Adapun jenis sepeda motor yang disita KPK dari Risharyudi adalah merek Harley Davidson.
Dia mengatakan sejumlah kendaraan yang disita itu merupakan hasil penggeledahan yang ada di beberapa tempat yaitu di wilayah Jabodetabek serta di Jawa Timur. Penyidik, kata Asep, menggeledah kantor Kementerian Ketenagakerjaan, rumah dari para tersangka, hingga kantor agen tenaga kerja asing.
Dalam kasus ini, KPK juga telah melakukan penahanan terhadap delapan tersangka. Upaya penahanan pun dilakukan secara terpisah yakni pada 17 Juli serta 24 Juli 2025.

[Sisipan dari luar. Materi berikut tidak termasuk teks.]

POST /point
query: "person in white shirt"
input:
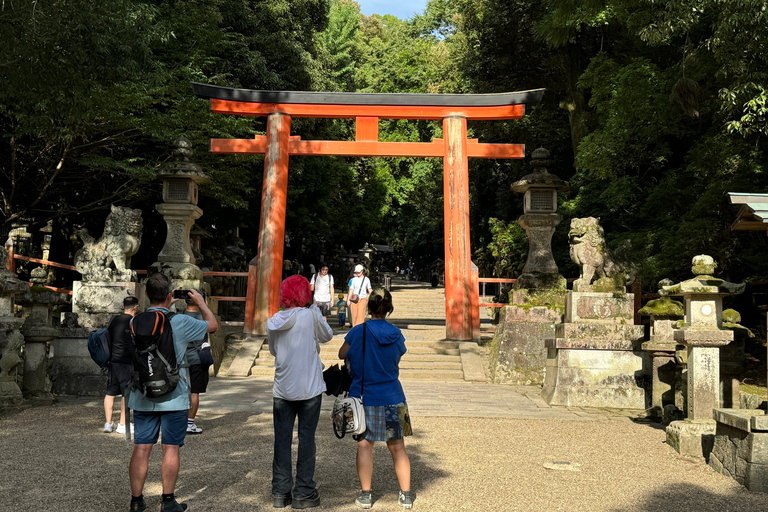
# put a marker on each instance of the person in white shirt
(322, 285)
(294, 334)
(359, 288)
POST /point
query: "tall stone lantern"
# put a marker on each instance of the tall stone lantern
(179, 209)
(518, 351)
(703, 335)
(539, 220)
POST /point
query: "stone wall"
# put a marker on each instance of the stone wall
(740, 450)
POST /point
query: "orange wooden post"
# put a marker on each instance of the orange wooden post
(458, 283)
(263, 294)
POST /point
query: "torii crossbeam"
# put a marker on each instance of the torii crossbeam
(461, 293)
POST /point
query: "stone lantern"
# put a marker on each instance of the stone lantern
(38, 332)
(539, 220)
(179, 209)
(703, 335)
(664, 313)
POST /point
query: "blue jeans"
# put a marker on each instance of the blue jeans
(284, 414)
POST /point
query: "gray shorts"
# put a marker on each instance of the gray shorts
(325, 308)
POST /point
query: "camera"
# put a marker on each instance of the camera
(184, 295)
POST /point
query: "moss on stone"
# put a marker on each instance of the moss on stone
(663, 307)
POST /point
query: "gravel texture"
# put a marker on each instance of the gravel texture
(57, 458)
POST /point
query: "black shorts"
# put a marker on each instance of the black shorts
(325, 308)
(120, 377)
(198, 378)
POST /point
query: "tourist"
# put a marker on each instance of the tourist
(168, 412)
(120, 362)
(322, 285)
(293, 334)
(360, 286)
(198, 370)
(341, 311)
(386, 412)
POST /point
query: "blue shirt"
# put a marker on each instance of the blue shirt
(384, 346)
(185, 329)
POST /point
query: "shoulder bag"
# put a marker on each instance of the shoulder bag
(348, 414)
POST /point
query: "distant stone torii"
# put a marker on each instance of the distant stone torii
(461, 290)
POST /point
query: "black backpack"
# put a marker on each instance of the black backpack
(156, 372)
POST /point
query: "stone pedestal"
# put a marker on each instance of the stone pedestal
(104, 297)
(518, 353)
(595, 359)
(740, 448)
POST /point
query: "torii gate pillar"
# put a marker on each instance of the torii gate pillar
(265, 270)
(459, 324)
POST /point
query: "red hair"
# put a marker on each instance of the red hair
(295, 292)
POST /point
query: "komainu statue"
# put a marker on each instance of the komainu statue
(109, 257)
(589, 252)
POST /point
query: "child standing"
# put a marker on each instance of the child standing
(342, 311)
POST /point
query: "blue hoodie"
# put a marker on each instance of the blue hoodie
(384, 346)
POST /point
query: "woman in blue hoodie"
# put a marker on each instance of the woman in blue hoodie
(376, 373)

Pada 17 Juli, KPK menahan empat tersangka yang merupakan pejabat eselon I dan II yaitu Direktur Jenderal Pembinaan Penempatan Tenaga Kerja dan Perluasan Kesempatan Kerja (Binapenta dan PKK) periode 2020-2023 Kemnaker, Suhartono; Direktur Pengendalian Penggunaan Tenaga Kerja Asing periode 2019-2024, Haryanto, yang kemudian menjabat Direktur Binapenta dan PKK periode 2024-2025; Direktur PPTKA Kemnaker periode 2017-2019, Wisnu Pramono; serta Direktur PPTKA Kemnaker periode 2024-2025, Devi Angraeni.

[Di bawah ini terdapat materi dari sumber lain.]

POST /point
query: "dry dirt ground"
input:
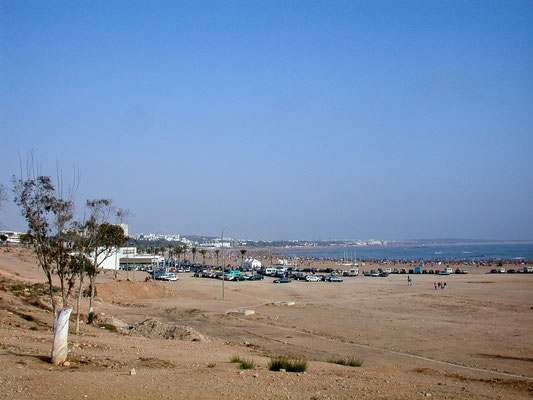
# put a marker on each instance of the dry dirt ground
(472, 340)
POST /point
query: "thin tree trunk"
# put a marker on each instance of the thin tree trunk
(78, 305)
(60, 345)
(91, 298)
(51, 291)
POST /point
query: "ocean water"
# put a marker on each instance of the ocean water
(468, 252)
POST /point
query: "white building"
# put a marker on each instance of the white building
(127, 256)
(251, 263)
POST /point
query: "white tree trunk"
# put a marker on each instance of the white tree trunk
(60, 346)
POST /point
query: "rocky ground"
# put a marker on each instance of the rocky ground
(176, 340)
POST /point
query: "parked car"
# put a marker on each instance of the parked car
(167, 277)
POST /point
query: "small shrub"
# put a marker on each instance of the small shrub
(110, 327)
(243, 363)
(87, 292)
(17, 288)
(288, 364)
(348, 362)
(247, 364)
(92, 317)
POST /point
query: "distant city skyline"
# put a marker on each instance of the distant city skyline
(278, 120)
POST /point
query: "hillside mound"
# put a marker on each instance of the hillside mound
(127, 290)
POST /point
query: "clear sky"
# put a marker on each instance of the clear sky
(279, 119)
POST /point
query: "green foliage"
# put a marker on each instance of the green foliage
(110, 327)
(288, 364)
(92, 317)
(27, 289)
(244, 363)
(347, 362)
(87, 291)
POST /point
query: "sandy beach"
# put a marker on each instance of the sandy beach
(471, 340)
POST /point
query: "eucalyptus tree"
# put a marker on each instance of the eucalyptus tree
(100, 238)
(217, 252)
(194, 250)
(203, 252)
(185, 248)
(243, 252)
(48, 215)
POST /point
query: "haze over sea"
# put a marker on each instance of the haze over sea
(467, 252)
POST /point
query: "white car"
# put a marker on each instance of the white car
(169, 277)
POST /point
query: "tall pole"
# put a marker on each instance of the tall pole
(223, 263)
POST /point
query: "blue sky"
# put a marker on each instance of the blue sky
(279, 119)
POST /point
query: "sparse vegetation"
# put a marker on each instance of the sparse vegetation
(247, 363)
(288, 364)
(27, 289)
(347, 362)
(92, 317)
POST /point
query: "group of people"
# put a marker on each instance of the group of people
(440, 285)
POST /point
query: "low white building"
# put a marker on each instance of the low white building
(251, 263)
(127, 256)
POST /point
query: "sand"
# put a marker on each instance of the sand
(471, 340)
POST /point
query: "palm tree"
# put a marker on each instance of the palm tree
(203, 252)
(243, 252)
(217, 252)
(194, 250)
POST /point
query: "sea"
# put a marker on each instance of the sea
(466, 252)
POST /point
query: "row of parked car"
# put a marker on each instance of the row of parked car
(228, 276)
(311, 278)
(501, 270)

Kemudian, pada 24 Juli, KPK menahan empat tersangka yang merupakan pelaksana di tingkat bawah yaitu Koordinator Analisis dan Pengendalian Penggunaan Tenaga Kerja Asing (PPTKA), Gatot Widiartono; Petugas Saluran Siaga RPTKA periode 2019-2024 dan verifikatur pengesahan RPTKA di Direktorat PPTKA Kemnaker periode 2024-2025, Putri Citra Wahyoe; Analisis Tata Usaha Direktorat PPTKA periode 2019-2024 dan Pengantar Kerja Ahli Pertama Direktorat PPTKA Kemnaker periode 2024-2025, Jamal Shodiqin; serta Pengantar Kerja Ahli Muda Kemnaker periode 2018-2025, Alfa Eshad.

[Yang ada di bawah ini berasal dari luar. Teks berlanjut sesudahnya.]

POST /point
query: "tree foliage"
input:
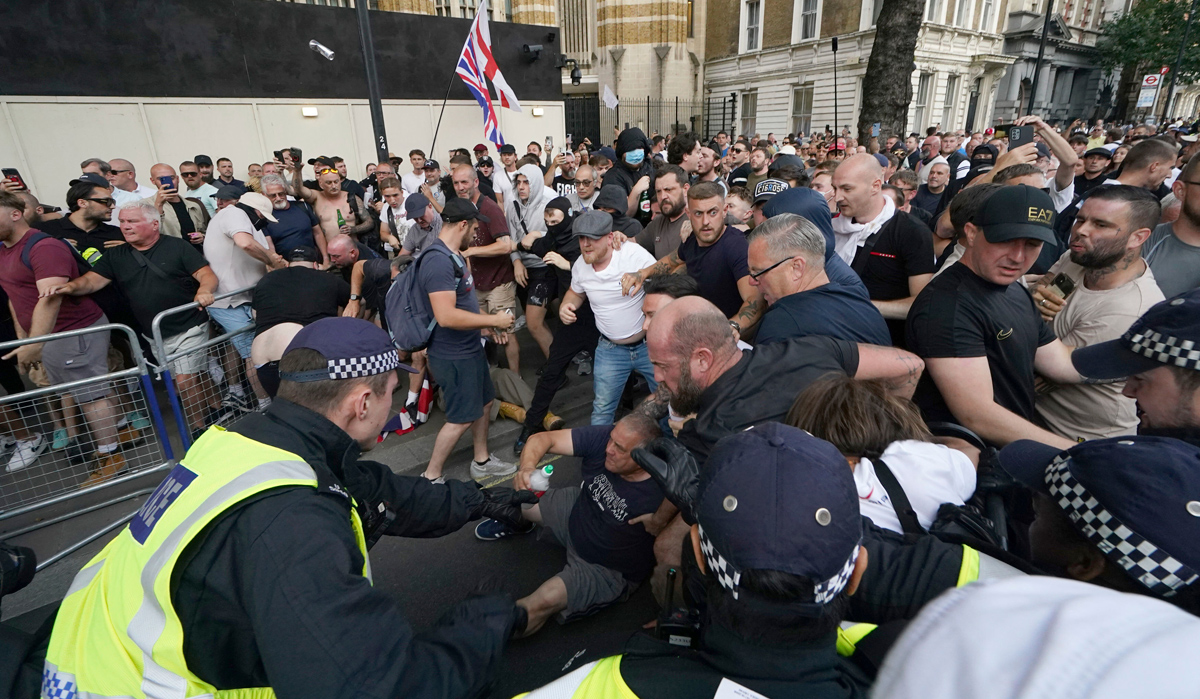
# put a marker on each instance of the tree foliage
(887, 85)
(1149, 36)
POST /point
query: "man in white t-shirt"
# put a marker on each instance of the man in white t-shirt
(595, 276)
(239, 255)
(1113, 286)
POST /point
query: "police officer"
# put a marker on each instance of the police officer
(247, 567)
(779, 541)
(1122, 513)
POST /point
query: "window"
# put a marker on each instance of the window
(963, 13)
(952, 97)
(922, 109)
(985, 16)
(802, 108)
(754, 22)
(809, 19)
(749, 112)
(934, 11)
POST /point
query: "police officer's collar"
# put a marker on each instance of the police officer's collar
(319, 442)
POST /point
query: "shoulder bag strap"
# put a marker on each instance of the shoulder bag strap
(907, 517)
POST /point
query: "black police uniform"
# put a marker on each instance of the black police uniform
(246, 590)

Pelaksana Harian Direktur Penyidikan KPK Budi Sukmo Wibowo mengatakan sebelumnya bahwa delapan tersangka itu memanfaatkan celah dalam proses verifikasi dokumen TKA. Mereka bersekongkol melakukan pemerasan dalam jabatan terhadap para tenaga kerja asing, yang mengurus izin RPTKA di Ditjen Binapenta dan PKK Kemnaker.
Secara umum, menurut dia, para tenaga kerja asing yang akan mengurus izin mengajukan permohonan secara daring lewat perusahaan agen. Pihak Kemnaker kemudian akan memverifikasi kelengkapan berkas permohonan tersebut.
Jika ada berkas yang kurang, kata Budi Sukmo, seharusnya petugas memberitahukan kepada agen untuk memperbaikinya dalam waktu lima hari. Di sinilah kemudian pemerasan tersebut terjadi. Petugas mengalihkan proses verifikasi berkas dari jalur formal ke informal.
Mereka, kata Budi Sukmo, menghubungi para agen itu melalui aplikasi perpesanan WhatsApp, bukan melalui sistem daring yang telah tersedia. Cara ini, dengan meminta sejumlah uang dengan dalih mempercepat atau memuluskan permohonan.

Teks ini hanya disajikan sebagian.